Danke für die schnelle Rückmeldung.

Bei MediaMarkt kann ich online leider kaum was finden, aber wenn man ihre "top 5":
http://www.mediamarkt.de/top5/vergleich/index.php?gid=373

mit zb. einem ebay-pc vergleicht:
http://cgi.ebay.de/AMD-4-CORE-PC-4x...ripheriegeräte_PC_Systeme?hash=item5ad420d3d8

ebay weit mehr leistung für das geld...
der verkäufer vkt den artikel hunderte male, und die kunden scheinen zufrieden zu sein..
Warum weniger nehmen, wenn man mehr bekommen kann?  Ich weiß nicht^^


----------



## ByeBye 154279 (19. Oktober 2009)

Ja muss ja auch jeder für sich entscheiden xD
Bei MediaMarkt und Co. zahlst du ja "Service" mit 


Sowohl bei ebay als auch im Laden vor ort, werden die einzelnen Komponenten als "highend" Mainboard...etc ausgepriesen; jedoch sind da oftmals Billigteile verarbeitet.

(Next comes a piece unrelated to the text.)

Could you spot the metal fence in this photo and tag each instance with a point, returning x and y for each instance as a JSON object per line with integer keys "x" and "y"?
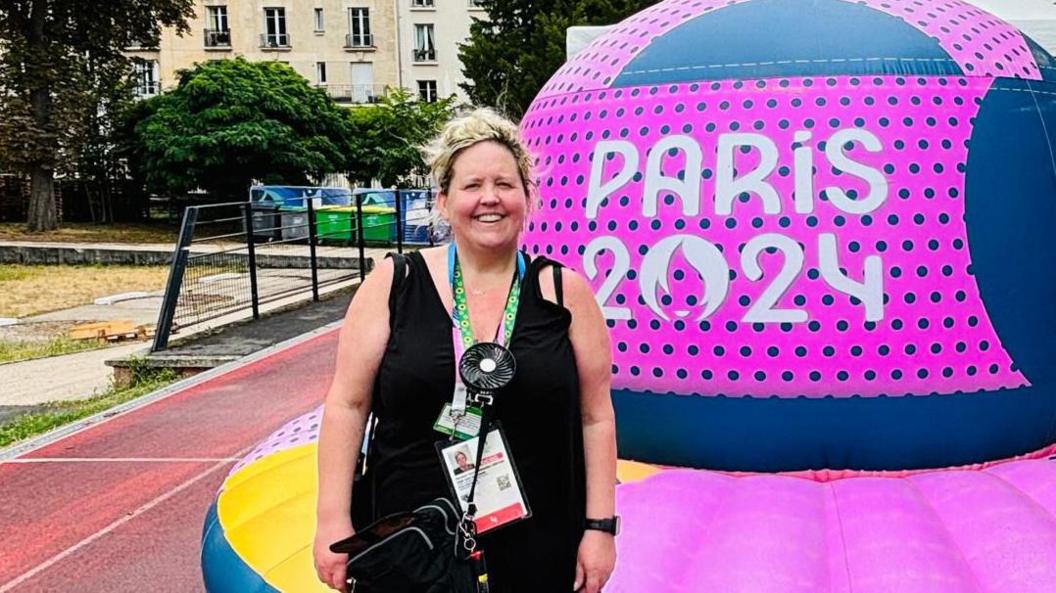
{"x": 232, "y": 257}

Beim ebay PC kann man noch das Glück haben, dass dort nicht so viel Software installiert ist, aber man weiß nie.

bo


----------



## The Killer for Two (19. Oktober 2009)

Zata hat gesagt.:


> Danke für die schnelle Rückmeldung.
> 
> Bei MediaMarkt kann ich online leider kaum was finden, aber wenn man ihre "top 5":
> http://www.mediamarkt.de/top5/vergleich/index.php?gid=373
> ...



lol.
Kauf doch bei http://www.one.de
bei denen kriegste für einen guten Preis auch noch die möglichkeit das reinzupacken was du brauchst. Der Preis ist auch super


----------



## ByeBye 154279 (19. Oktober 2009)

The Killer for Two hat gesagt.:


> l
> Kauf doch bei http://www.one.de




Weißt du eigentlich , dass die dort "verkauften" Chipsätze bzw. die Mainboards relativ "veraltet" sind?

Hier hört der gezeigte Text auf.